Since his parents do not own a TV, the boy looks on YouTube to find videos of the books he reads. R says that he is different from her in that he “expects some sort of corresponding media to books.” She also noted that her son thinks that videos are only ten minutes long. (With the exception of certain organizations, regular users are limited to short videos)
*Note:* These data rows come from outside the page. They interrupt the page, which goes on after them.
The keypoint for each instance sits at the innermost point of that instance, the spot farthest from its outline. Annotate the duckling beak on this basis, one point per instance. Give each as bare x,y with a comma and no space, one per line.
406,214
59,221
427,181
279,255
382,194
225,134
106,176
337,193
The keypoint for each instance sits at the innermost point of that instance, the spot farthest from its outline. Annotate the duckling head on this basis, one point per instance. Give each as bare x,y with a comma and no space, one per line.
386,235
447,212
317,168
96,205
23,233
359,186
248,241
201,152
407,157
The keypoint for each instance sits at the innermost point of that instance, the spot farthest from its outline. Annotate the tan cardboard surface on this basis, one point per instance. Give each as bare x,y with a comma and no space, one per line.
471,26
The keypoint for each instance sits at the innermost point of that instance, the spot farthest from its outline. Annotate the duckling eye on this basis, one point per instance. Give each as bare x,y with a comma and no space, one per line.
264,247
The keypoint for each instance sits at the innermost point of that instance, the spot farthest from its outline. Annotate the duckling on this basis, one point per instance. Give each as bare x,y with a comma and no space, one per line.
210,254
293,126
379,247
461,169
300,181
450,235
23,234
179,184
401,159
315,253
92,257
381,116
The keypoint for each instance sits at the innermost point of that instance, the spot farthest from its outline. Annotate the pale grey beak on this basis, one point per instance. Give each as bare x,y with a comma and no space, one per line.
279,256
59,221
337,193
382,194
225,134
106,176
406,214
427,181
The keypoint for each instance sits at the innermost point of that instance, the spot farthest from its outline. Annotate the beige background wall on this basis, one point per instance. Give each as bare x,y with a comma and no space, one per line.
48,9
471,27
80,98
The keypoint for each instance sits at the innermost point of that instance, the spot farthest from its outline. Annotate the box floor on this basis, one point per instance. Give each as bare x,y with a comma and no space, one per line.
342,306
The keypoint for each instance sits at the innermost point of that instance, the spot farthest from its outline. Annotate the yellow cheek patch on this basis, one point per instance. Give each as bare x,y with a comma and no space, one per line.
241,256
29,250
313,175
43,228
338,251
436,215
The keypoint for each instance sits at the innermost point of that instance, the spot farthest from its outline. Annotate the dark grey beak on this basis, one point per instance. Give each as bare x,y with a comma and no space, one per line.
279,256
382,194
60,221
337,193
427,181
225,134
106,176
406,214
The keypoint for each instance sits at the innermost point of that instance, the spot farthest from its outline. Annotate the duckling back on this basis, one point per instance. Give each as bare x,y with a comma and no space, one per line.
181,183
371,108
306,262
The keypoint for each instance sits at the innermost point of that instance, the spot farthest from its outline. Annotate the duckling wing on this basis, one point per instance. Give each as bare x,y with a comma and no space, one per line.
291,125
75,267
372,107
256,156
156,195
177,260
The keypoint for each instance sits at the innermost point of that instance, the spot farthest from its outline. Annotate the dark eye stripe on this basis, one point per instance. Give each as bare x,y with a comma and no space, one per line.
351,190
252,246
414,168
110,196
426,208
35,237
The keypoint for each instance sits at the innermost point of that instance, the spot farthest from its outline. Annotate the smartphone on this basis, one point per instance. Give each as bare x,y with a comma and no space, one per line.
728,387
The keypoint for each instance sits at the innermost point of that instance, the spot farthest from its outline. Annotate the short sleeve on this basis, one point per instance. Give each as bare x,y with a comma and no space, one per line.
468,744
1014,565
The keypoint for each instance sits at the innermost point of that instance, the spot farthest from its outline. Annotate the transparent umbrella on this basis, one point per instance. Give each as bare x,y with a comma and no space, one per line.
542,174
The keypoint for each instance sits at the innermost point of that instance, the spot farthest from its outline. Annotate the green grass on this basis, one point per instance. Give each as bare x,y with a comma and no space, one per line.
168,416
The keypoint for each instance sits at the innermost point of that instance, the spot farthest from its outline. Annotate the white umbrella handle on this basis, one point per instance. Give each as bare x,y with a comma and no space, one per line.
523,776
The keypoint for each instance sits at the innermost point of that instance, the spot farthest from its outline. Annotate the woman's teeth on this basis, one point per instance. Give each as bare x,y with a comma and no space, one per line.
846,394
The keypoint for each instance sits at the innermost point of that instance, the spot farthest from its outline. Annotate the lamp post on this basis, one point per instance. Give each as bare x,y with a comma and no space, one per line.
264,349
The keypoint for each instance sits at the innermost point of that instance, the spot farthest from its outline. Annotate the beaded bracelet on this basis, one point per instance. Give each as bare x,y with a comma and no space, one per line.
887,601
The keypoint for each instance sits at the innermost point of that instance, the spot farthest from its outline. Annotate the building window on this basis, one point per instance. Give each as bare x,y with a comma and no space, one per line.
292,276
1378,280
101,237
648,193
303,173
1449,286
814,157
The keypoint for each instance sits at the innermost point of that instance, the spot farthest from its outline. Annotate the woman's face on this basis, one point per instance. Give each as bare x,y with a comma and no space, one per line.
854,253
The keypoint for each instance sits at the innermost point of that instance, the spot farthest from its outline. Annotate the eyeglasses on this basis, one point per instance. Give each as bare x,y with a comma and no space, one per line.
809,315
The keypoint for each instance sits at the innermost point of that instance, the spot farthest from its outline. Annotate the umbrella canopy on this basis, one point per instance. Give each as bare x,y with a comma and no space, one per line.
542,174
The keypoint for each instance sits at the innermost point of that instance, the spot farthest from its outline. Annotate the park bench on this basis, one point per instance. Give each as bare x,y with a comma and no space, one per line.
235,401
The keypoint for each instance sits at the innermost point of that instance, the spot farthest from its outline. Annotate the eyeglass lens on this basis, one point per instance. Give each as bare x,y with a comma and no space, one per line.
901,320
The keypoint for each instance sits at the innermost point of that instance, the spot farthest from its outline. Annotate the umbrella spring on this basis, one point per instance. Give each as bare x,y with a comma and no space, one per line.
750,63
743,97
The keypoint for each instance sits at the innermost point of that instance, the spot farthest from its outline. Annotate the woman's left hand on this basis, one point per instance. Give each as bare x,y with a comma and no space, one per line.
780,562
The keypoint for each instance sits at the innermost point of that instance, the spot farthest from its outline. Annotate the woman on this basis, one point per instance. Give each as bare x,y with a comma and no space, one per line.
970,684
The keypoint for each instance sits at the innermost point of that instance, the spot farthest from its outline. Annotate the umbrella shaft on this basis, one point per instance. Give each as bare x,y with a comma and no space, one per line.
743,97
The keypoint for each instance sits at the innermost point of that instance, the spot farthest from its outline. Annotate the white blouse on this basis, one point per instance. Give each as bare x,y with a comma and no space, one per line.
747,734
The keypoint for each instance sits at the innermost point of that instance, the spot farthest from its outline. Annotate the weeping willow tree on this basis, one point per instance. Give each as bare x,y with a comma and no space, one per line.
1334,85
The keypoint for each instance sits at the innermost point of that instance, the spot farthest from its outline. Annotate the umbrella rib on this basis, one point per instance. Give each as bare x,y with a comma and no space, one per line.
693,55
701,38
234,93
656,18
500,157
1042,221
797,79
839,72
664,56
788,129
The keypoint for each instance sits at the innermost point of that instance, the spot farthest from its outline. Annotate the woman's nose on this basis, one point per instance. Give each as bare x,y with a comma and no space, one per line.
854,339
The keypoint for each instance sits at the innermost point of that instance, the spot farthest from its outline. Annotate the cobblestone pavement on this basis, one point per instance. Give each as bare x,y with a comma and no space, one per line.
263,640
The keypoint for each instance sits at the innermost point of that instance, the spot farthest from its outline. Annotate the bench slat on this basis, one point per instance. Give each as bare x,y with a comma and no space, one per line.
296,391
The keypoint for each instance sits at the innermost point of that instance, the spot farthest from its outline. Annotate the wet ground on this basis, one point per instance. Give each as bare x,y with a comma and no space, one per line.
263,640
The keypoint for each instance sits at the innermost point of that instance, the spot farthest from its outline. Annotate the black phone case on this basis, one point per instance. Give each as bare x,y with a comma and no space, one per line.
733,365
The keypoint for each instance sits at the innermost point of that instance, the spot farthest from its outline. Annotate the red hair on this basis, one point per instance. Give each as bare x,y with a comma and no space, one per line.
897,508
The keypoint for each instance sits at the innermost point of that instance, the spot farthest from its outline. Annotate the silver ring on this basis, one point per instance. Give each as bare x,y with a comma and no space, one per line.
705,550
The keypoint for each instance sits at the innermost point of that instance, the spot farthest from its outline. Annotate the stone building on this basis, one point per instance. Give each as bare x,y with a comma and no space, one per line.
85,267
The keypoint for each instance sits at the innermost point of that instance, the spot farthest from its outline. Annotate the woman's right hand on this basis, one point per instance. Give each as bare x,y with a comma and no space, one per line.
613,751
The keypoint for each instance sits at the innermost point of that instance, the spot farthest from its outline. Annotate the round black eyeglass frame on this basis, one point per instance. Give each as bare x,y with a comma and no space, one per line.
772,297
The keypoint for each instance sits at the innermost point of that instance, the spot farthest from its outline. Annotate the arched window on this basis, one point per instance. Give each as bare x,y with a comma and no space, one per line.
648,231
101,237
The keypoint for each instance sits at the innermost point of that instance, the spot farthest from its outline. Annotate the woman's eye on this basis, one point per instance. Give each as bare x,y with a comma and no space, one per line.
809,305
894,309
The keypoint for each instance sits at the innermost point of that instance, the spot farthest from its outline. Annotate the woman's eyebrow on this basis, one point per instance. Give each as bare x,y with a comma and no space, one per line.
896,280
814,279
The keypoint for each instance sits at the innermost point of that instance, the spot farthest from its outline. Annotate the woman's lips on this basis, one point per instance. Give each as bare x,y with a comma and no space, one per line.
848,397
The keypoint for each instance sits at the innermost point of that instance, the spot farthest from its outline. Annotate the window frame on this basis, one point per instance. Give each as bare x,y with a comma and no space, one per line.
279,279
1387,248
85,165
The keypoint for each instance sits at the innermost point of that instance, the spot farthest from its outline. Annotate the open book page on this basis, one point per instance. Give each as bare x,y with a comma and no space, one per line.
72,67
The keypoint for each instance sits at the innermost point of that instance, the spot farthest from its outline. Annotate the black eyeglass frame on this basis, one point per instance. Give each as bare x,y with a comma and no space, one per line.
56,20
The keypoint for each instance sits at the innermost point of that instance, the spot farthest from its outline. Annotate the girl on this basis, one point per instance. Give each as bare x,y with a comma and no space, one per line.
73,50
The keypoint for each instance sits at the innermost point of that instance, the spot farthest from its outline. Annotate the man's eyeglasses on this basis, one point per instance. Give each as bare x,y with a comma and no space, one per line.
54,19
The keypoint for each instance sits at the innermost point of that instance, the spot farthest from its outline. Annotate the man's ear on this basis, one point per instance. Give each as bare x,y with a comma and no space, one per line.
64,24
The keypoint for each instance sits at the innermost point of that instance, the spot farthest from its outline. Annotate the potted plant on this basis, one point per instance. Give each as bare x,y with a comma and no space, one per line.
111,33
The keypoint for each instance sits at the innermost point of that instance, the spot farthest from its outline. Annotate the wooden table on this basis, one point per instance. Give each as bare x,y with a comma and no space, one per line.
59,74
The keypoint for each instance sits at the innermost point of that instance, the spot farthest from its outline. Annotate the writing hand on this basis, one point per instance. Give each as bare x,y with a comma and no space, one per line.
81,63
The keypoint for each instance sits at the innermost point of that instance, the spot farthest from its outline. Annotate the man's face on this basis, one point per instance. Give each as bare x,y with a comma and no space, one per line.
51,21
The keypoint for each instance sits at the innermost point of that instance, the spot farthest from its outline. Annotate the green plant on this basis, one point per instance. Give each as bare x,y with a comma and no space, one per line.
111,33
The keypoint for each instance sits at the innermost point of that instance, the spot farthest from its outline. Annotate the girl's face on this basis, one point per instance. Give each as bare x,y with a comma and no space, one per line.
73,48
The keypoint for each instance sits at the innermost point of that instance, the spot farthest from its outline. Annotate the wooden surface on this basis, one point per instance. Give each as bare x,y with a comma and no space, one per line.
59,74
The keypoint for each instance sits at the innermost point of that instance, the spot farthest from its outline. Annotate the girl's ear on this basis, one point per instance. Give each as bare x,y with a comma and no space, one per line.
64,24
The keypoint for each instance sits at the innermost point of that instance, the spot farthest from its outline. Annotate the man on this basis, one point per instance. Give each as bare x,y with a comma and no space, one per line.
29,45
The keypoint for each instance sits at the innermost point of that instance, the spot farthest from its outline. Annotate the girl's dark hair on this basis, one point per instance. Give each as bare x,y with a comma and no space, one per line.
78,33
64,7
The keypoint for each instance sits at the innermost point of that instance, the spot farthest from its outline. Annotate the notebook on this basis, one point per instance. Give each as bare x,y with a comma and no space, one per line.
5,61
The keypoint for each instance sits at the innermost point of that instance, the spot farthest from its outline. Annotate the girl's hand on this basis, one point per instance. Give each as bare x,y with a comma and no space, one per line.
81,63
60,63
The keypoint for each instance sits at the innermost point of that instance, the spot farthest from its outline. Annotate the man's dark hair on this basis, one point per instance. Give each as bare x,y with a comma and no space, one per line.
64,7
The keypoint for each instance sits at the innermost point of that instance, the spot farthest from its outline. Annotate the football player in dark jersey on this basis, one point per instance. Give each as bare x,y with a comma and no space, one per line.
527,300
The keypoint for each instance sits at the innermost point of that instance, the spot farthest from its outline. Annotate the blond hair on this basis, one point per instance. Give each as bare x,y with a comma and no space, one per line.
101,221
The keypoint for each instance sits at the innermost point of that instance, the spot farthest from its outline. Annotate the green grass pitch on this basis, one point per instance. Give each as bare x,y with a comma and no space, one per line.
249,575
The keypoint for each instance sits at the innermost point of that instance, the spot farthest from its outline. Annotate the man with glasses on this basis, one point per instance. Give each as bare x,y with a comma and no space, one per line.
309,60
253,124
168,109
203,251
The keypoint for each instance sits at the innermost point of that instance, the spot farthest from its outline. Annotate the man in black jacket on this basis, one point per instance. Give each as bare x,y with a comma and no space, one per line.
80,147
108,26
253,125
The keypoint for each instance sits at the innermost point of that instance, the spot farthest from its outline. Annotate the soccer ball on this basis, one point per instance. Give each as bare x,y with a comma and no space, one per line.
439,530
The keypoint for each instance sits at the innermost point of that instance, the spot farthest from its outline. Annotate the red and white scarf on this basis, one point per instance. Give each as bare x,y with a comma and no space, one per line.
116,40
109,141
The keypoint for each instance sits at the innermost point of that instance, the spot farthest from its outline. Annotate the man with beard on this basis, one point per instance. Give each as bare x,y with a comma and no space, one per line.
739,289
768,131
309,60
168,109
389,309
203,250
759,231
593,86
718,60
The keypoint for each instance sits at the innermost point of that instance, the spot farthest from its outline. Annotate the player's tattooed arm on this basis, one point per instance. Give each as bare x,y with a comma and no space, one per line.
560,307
Regarding “bad” content on YouTube, R is concerned more about children’s content that is dubbed over, than explicit content in itself. In other words, she is worried about swear words that are mashed with a Winnie the Pooh video rather than porn videos. (I suppose her son is a bit too young to be concerned about porn yet, thank god…) She told me that it was funny how Beatles videos would mostly be very faithful in posting the “real” audio, but that childrens’ animations rather carried more “bad” audio. She said that her son was watching the Polish version of Winnie the Pooh (of course, he didn’t understand it) but that she sensed that some words were swear words and asked her friend to watch the video (and the video turned out to be full of swear words).
I suppose that it is more difficult to “regulate” bad audio that is put together with innocent videos. It’s unfortunate, however, that some of that bad audio is put together with children’s videos, which children may unknowingly watch. That said, I’d rather have my son watching Disney DVDs rather than sufing YouTube- at the age of four, parents’ control of media shouldn’t be so bad.